🤖 AI Summary
In reinforcement learning, reward modeling suffers from “error-regret mismatch”: low test error of the reward model does not guarantee low regret of the optimized policy, primarily due to distributional shift induced by policy optimization.
Method: We provide the first theoretical proof that, for any arbitrarily small expected test error, there exist underlying data distributions yielding arbitrarily large regret. We construct explicit counterexamples, derive tight quantitative bounds linking reward estimation error and policy regret, and analyze the robustness of regularization techniques—including RLHF—against this mismatch.
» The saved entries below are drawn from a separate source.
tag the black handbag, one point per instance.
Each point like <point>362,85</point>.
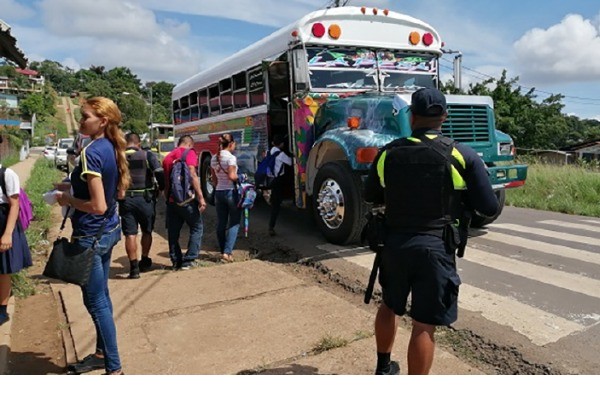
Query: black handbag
<point>69,261</point>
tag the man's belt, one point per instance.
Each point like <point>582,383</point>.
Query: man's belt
<point>140,192</point>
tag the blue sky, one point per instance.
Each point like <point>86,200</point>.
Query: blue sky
<point>551,45</point>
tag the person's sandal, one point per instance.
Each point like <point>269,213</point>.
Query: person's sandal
<point>89,363</point>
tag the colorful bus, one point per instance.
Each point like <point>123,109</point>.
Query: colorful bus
<point>333,82</point>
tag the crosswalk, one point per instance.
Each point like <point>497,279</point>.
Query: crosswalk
<point>540,279</point>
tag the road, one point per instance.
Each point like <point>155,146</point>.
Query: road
<point>531,285</point>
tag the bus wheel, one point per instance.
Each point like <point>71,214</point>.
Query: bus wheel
<point>208,191</point>
<point>479,221</point>
<point>337,203</point>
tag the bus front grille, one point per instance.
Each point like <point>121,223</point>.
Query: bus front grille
<point>467,123</point>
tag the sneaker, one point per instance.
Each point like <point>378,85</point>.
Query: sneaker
<point>393,369</point>
<point>89,363</point>
<point>145,264</point>
<point>191,264</point>
<point>134,273</point>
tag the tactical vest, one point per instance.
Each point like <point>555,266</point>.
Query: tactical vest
<point>141,177</point>
<point>420,194</point>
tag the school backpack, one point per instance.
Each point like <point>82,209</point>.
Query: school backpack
<point>247,195</point>
<point>265,171</point>
<point>180,181</point>
<point>25,206</point>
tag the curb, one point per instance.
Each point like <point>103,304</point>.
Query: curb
<point>5,333</point>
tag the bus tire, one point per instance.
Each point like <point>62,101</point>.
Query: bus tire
<point>479,221</point>
<point>337,203</point>
<point>208,191</point>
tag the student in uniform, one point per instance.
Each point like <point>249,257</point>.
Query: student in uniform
<point>14,250</point>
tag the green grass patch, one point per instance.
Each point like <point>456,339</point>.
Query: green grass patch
<point>570,189</point>
<point>329,342</point>
<point>40,180</point>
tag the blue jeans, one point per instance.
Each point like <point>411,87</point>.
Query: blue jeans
<point>228,219</point>
<point>176,217</point>
<point>97,299</point>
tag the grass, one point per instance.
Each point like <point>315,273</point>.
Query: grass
<point>42,176</point>
<point>329,342</point>
<point>570,189</point>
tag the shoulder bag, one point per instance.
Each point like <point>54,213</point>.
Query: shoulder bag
<point>69,261</point>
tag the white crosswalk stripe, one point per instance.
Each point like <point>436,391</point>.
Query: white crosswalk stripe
<point>540,326</point>
<point>550,234</point>
<point>557,250</point>
<point>571,225</point>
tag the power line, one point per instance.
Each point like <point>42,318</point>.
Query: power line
<point>575,101</point>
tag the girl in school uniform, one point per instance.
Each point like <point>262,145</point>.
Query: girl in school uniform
<point>14,251</point>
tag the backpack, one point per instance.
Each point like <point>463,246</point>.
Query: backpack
<point>180,181</point>
<point>247,195</point>
<point>25,206</point>
<point>265,171</point>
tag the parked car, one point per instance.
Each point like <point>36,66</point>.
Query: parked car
<point>60,160</point>
<point>50,153</point>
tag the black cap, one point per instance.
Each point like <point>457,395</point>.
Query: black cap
<point>428,102</point>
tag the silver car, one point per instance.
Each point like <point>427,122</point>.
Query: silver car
<point>50,153</point>
<point>60,159</point>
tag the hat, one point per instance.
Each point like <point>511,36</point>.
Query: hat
<point>427,102</point>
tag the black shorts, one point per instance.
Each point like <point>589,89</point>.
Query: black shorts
<point>420,265</point>
<point>136,211</point>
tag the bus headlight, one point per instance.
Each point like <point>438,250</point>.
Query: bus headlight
<point>505,149</point>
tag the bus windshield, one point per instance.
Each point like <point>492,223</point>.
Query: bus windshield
<point>370,69</point>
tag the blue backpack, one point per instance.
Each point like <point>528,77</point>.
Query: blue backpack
<point>180,181</point>
<point>265,171</point>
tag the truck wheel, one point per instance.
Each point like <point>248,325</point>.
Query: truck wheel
<point>208,191</point>
<point>338,204</point>
<point>479,221</point>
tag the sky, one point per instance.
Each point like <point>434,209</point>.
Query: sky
<point>550,45</point>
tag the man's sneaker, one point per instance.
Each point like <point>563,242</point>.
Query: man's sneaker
<point>134,273</point>
<point>89,363</point>
<point>191,264</point>
<point>145,264</point>
<point>392,369</point>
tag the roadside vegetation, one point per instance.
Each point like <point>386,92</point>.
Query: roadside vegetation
<point>40,181</point>
<point>570,189</point>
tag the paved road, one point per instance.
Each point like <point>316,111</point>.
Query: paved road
<point>531,281</point>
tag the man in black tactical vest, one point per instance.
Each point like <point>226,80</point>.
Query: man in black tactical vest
<point>138,207</point>
<point>425,182</point>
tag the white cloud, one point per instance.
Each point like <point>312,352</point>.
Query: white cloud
<point>566,52</point>
<point>275,13</point>
<point>112,33</point>
<point>11,10</point>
Contribution/Results: We show that low test error only ensures a worst-case regret upper bound, not actual policy performance; moreover, standard regularizers fail to eliminate the mismatch. Our analysis establishes a new theoretical benchmark for assessing reward model reliability and safety alignment in preference-based RL, with implications for trustworthy reward learning and deployment-critical applications.
📝 Abstract
In reinforcement learning, specifying reward functions that capture the intended task can be very challenging. Reward learning aims to address this issue by learning the reward function. However, a learned reward model may have a low error on the data distribution, and yet subsequently produce a policy with large regret. We say that such a reward model has an error-regret mismatch. The main source of an error-regret mismatch is the distributional shift that commonly occurs during policy optimization. In this paper, we mathematically show that a sufficiently low expected test error of the reward model guarantees low worst-case regret, but that for any fixed expected test error, there exist realistic data distributions that allow for error-regret mismatch to occur. We then show that similar problems persist even when using policy regularization techniques, commonly employed in methods such as RLHF. We hope our results stimulate the theoretical and empirical study of improved methods to learn reward models, and better ways to measure their quality reliably.